Ahad 05 Jan 2014 02:02 WIB

MT Darul Millenia Manfaatkan Jam Makan Siang untuk Mengaji

Wakil Ketua Majelis Ulama Indonesia (MUI) Tengku Zulkarnaen
Foto: Republika/Agung Supriyanto
Wakil Ketua Majelis Ulama Indonesia (MUI) Tengku Zulkarnaen

REPUBLIKA.CO.ID, Oleh: Erdy Nasrul

Manfaat taklim dirasakan bagi perbaikan spiritual.

Aula Wisma Millenia yang berlokasi di Kav 16 Jalan MT Haryono, usai shalat Zhuhur, tak serta-merta sepi. Justru, puluhan jamaah bertahan di lokasi.

Para karyawan PT Japfa Comfeed Indonesia menggunakan waktu makan siang untuk mengikuti taklim yang dihelat setiap Kamis.

Jamaah yang menghadiri majelis taklim dengan nama Darul Millenia itu pun tidak pernah sepi. Taklim terbuka untuk umum. Tak terkecuali para karyawan dalam ataupun luar wisma.

Ketua Pengurus Majlis Taklim Darul Millenia Slamet Mulyanto mengatakan awalnya taklim ini dibentuk oleh seorang direktur bank yang sempat menyewa kantor di Wisma Millenia.

Meskipun kantor bank tersebut sudah pindah dari wisma tersebut, Slamet yang menjadi pengurus sejak awal taklim tersebut mendapat permintaan agar taklim tetap berjalan.

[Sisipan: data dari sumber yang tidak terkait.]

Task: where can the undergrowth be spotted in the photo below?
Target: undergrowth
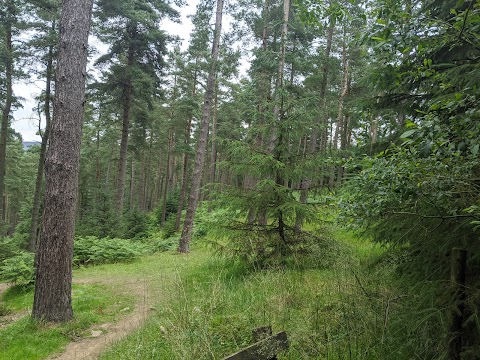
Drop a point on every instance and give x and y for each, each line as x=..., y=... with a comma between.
x=26, y=339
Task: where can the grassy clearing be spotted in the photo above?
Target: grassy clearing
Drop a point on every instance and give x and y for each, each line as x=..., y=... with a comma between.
x=27, y=339
x=208, y=306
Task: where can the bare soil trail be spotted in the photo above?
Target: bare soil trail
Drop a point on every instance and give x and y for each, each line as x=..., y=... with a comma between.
x=102, y=336
x=9, y=318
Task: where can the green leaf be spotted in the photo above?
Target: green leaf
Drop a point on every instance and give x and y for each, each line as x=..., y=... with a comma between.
x=408, y=133
x=475, y=149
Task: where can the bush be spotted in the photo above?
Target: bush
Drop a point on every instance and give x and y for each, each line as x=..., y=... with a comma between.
x=168, y=244
x=9, y=247
x=92, y=250
x=19, y=269
x=135, y=225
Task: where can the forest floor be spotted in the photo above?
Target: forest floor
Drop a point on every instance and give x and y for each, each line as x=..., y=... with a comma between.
x=138, y=281
x=101, y=336
x=204, y=307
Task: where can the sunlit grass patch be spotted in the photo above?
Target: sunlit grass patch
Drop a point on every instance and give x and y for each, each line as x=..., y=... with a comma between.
x=28, y=339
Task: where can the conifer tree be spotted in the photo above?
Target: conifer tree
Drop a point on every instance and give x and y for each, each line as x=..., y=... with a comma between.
x=137, y=46
x=202, y=140
x=54, y=256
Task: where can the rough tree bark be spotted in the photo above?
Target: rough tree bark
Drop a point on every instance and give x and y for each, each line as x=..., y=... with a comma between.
x=127, y=106
x=184, y=245
x=32, y=244
x=8, y=20
x=305, y=183
x=53, y=283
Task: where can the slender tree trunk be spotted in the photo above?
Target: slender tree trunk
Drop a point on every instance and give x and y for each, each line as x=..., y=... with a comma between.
x=213, y=152
x=305, y=183
x=8, y=24
x=167, y=176
x=278, y=113
x=280, y=74
x=184, y=245
x=43, y=151
x=131, y=193
x=183, y=189
x=127, y=105
x=53, y=283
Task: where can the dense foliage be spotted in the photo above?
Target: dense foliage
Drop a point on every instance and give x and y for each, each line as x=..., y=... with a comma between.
x=368, y=110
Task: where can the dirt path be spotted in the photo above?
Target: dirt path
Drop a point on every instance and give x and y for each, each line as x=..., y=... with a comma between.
x=3, y=288
x=103, y=336
x=7, y=319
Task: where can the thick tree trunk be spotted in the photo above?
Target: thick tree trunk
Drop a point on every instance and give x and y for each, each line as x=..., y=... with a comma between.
x=8, y=24
x=184, y=245
x=43, y=151
x=127, y=105
x=183, y=189
x=53, y=283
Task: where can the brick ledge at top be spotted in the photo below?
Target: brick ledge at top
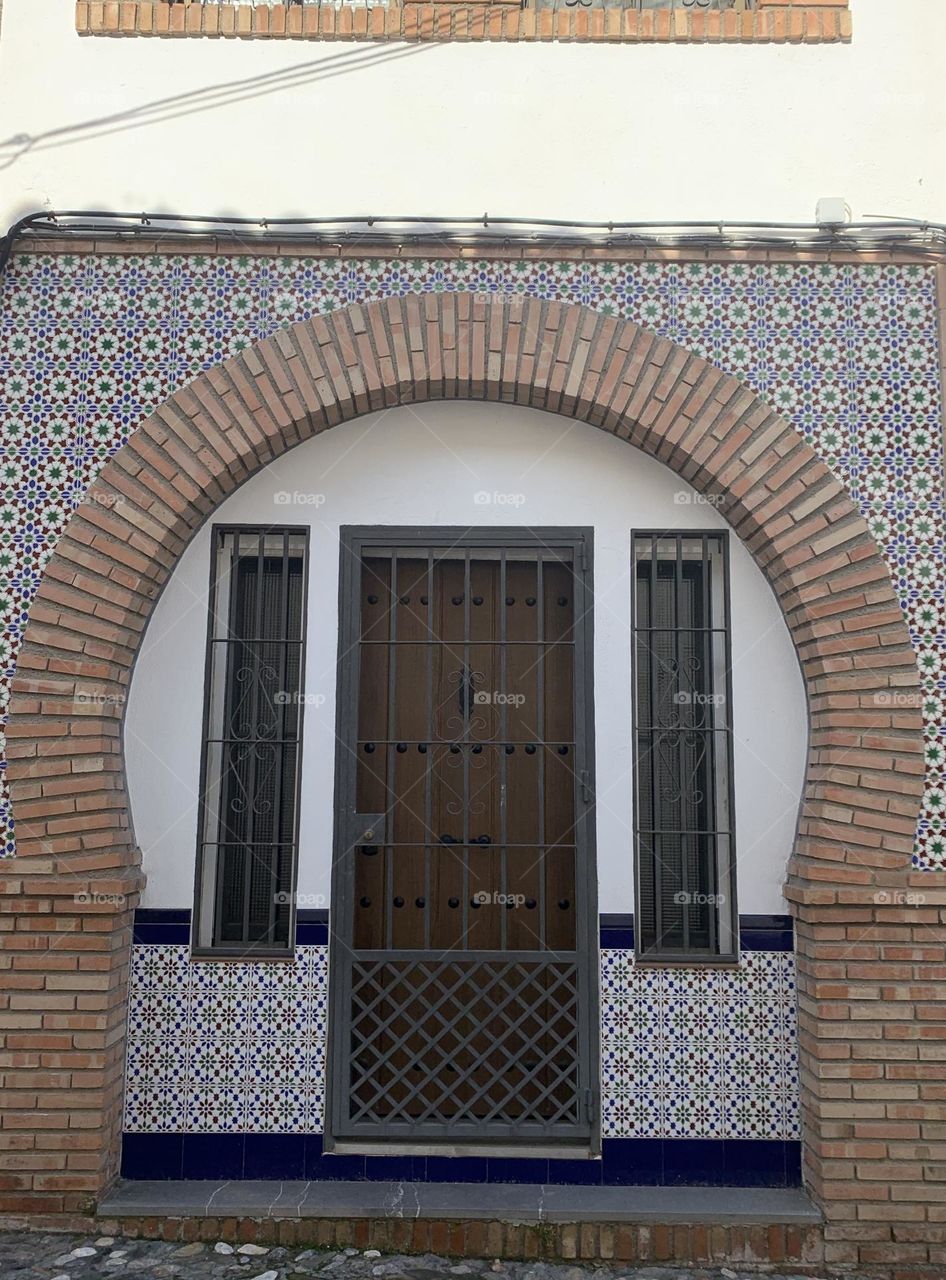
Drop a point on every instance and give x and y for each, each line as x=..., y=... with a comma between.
x=810, y=21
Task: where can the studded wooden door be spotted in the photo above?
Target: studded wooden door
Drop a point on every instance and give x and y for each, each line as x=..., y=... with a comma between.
x=464, y=960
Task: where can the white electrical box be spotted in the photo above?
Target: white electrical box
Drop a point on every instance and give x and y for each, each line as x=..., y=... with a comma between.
x=832, y=211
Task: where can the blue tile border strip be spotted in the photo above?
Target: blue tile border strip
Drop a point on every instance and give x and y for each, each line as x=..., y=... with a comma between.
x=173, y=926
x=625, y=1162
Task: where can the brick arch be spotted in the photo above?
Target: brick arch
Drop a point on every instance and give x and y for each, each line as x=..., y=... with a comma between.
x=865, y=764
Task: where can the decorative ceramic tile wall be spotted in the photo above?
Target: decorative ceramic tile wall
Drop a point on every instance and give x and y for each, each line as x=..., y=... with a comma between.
x=241, y=1047
x=91, y=344
x=699, y=1052
x=225, y=1047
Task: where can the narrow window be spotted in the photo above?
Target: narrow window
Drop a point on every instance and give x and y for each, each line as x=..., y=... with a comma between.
x=252, y=717
x=682, y=737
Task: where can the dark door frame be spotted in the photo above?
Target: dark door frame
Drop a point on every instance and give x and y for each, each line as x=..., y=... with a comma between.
x=352, y=542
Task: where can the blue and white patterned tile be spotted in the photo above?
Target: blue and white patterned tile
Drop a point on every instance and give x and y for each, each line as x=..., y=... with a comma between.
x=209, y=1036
x=91, y=343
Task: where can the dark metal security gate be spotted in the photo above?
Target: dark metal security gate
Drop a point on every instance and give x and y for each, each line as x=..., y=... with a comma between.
x=465, y=942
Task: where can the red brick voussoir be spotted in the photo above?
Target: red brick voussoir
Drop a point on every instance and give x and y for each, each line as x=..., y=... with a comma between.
x=71, y=891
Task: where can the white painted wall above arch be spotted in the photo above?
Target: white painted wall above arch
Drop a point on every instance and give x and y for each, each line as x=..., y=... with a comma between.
x=467, y=464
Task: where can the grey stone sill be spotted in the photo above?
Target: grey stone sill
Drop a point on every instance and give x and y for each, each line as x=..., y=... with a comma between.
x=460, y=1201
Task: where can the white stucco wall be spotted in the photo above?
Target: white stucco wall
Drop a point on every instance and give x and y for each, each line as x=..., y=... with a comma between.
x=426, y=465
x=545, y=129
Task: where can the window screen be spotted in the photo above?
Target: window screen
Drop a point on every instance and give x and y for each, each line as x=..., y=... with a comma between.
x=682, y=746
x=251, y=750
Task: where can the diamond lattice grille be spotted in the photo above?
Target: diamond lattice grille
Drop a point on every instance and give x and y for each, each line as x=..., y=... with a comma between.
x=465, y=1042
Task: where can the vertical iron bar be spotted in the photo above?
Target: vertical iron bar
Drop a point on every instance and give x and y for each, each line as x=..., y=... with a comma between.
x=428, y=775
x=712, y=819
x=248, y=854
x=657, y=808
x=389, y=757
x=465, y=749
x=501, y=749
x=279, y=739
x=682, y=717
x=540, y=734
x=227, y=746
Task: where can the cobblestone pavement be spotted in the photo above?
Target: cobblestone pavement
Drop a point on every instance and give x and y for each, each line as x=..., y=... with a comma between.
x=26, y=1256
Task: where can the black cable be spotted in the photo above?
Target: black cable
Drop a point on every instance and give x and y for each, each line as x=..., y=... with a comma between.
x=895, y=236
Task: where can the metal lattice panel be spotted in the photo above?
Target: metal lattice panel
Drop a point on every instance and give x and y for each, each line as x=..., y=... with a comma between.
x=461, y=1043
x=464, y=987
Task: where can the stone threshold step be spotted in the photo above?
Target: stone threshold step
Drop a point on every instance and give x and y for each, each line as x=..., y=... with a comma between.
x=460, y=1202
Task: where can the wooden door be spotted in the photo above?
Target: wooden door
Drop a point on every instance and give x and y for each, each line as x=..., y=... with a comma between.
x=464, y=880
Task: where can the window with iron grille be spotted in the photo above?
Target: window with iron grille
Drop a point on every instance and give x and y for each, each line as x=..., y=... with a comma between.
x=682, y=734
x=252, y=718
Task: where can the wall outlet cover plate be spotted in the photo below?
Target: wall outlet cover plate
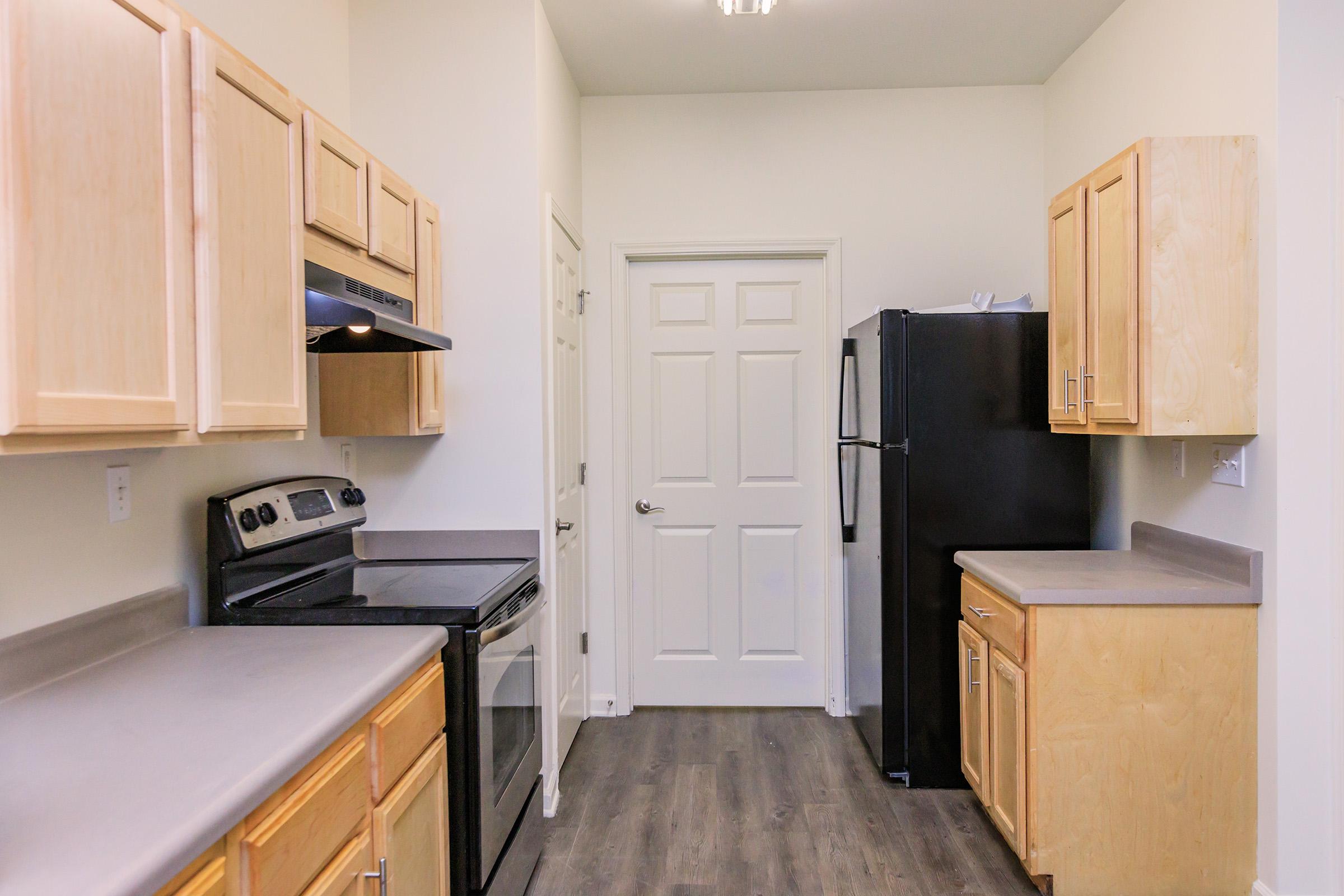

Taklim terbentuk bermula dari pelaksanaan shalat Jumat berjamaah, sekira Januari 1998. Lalu, pengelola membuat aula serbaguna yang diperuntukkan pula sebagai lokasi pelaksanaan shalat Jumat. “Dulu sulit mencari tempat shalat berjamaah di sini,” kata dia. 

Jamaah yang datang pun tidak hanya dari gedung ini saja, tetapi juga pegawai dari gedung tetangga pun bergabung. Pihaknya berupaya agar taklim tetap eksis dan makmur. “Meskipun pengguna gedung berganti-ganti,” ujarnya.

Kepengurusan taklim pun saat ini hanya dipegang oleh tiga orang, termasuk Slamet sendiri. Dua pengurus lainnya, yaitu Mardianto dan Herlan.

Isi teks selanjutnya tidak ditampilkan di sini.